Friday, July 8, 2011

Why the Eagle Floating Above your Doorway should be Named Wes, not Mike

So my best friend Joe lives with my other best friend Pete and last weekend they decided they were going to name their eagle after me. Well, technically they decided they were going to name it Wes or Mike, depending on whose essay was better. So here is the essay previously requested, by my best friend Pete and my other best friend, Joe (the Taxidermist):

Why the Eagle Floating Above your Doorway should be Named Wes, not Mike

I'd like to quickly get to the point. Kinda like an eagle likes to immediately tear out the heart of it's prey; let's get to the heart of the matter.

An eagle named Mike is bound to be orthodox, loose of the loins, and full of bad suggestions. An eagle named Wes, on the otherhand, is sure to inspire wild pride among partygoers, raucous trends (in the sexual sense), and be a scary judge of talent*.

Cameron Diaz has a cousin who once said, "If giving a whore a tip is a sin, then I'm the Devil's avocado." Where does this insight leave us? Naked on a friend's porch... undoubtedly. But how can we apply this to life in the 21st century - or life in the fast lane, with Facebook in our left hand and MySpace between our legs? Just like this: An avocado is ripe for the plunging, ready to be eaten and succulent to the lips. Put it in your mouth. Put Cameron Diaz' cousin in your mouth. You won't regret it.

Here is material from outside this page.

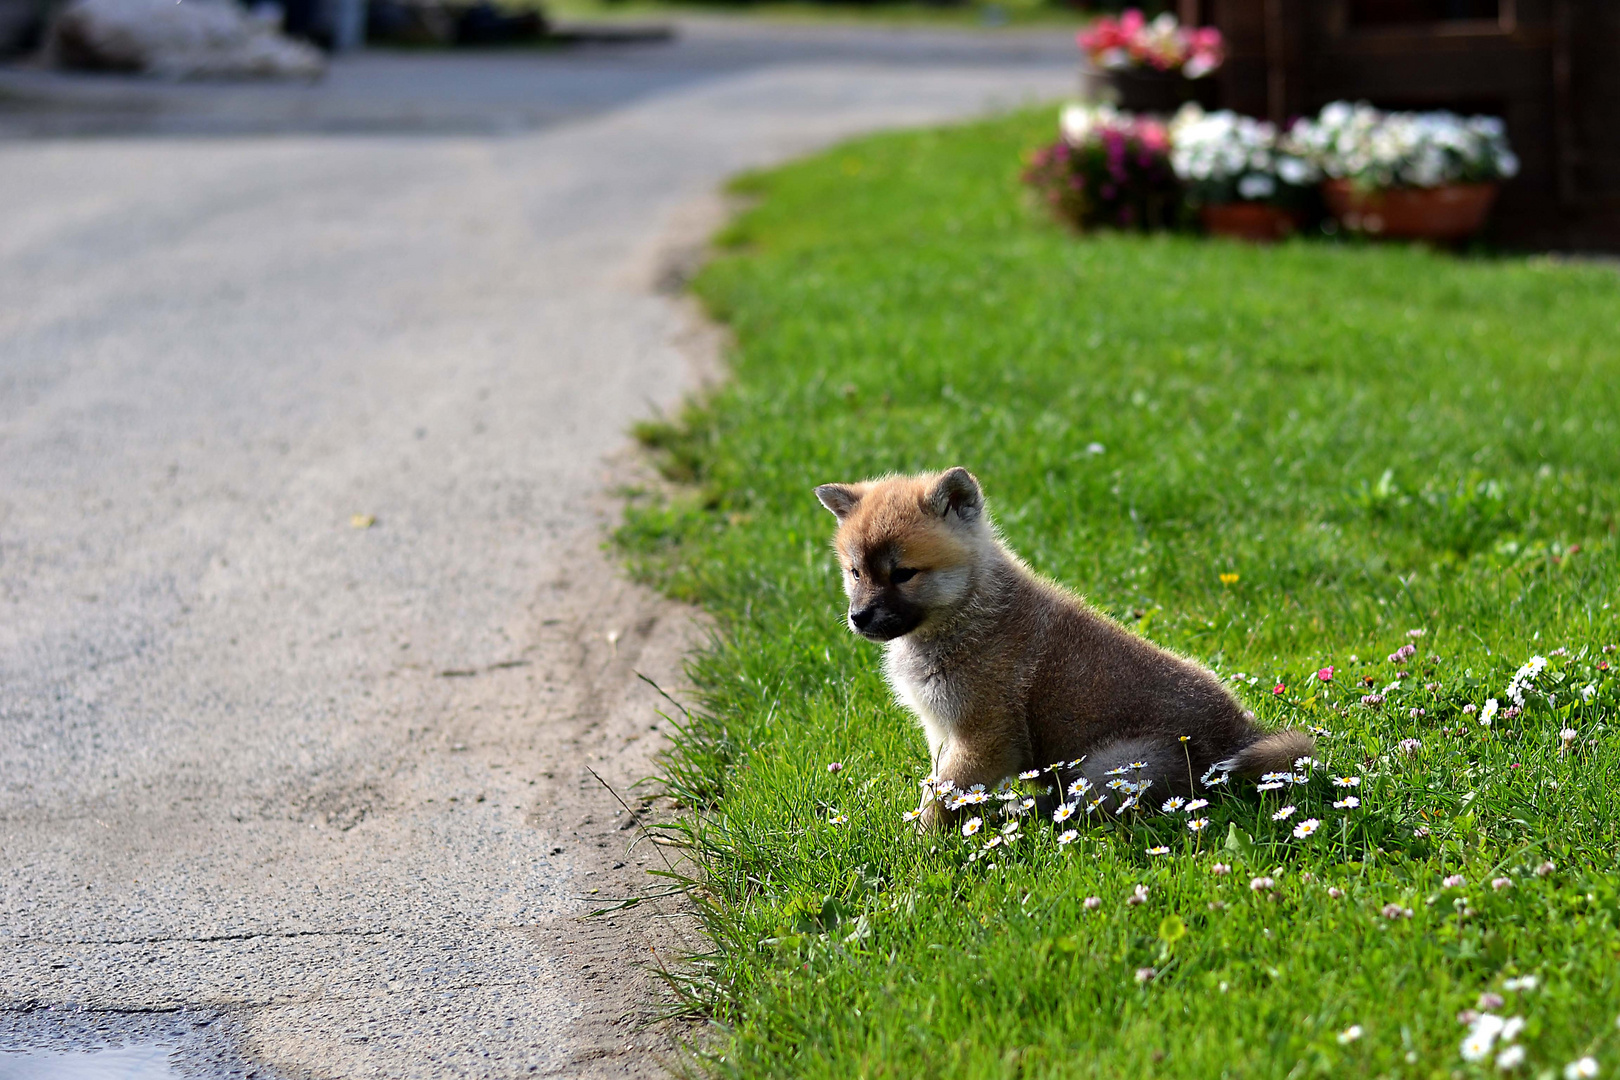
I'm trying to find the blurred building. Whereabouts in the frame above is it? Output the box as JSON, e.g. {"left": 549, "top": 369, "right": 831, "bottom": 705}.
{"left": 1183, "top": 0, "right": 1620, "bottom": 250}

An eagle named Mike is like Cameron Diaz' cousin. Has a voice, has a reason to live, but no reason to "soar."   An eagle named Wes gets sore every night and goes soaring every morning.

An eagle is freedom, strength, courage, good eyesight, hunting, aggressiveness, a good haircut (an always haircut), talons, wingspread, an anti-owl political stance, liberty, a "can do, will do" attitude, and a crisp respect for female eagles (often referred to a feathered Fionas!).

An eagle named Mike is apt to be a hit at your party... but will anyone remember the eagle's name when they get home? No. Sorry Mike, but no. Nobody is going to say "Do you guys remember that eagle, uh sorry, can't remember his name. Help me out?"

Will they remember an eagle named Wes? Absolutely! "Guys, I felt so focused under Wes' admiring gaze last night! I want to meet Joe and Pete again!"

Sure, Mike might be laying eaglets around the globe at an alarming rate, but is that really what you want in a house mascot? Personally, I wouldn't mind a classy feathered fella named Wes who gives hope and pomp, AND circumstance to anybitch who walks within 5 leagues of his observational range.

Make the right choice. Name the eagle Wes. You won't regret the choice, but it might just change your life for the better. Be ready to be popular.

-Wes, the Human

*Only at wet t-shirt parties.


  1. Eaglet regret. Still sucking up to the taxidermatologists I see.

  2. I think it's obvious what the eagle should be named. Bellicio. Duh.

  3. You're the one who taught me to love stuffed suits. And Alicia, there are no Italian eagles; it's an American law.

  4. in the event of a tie we will go with Bellicio.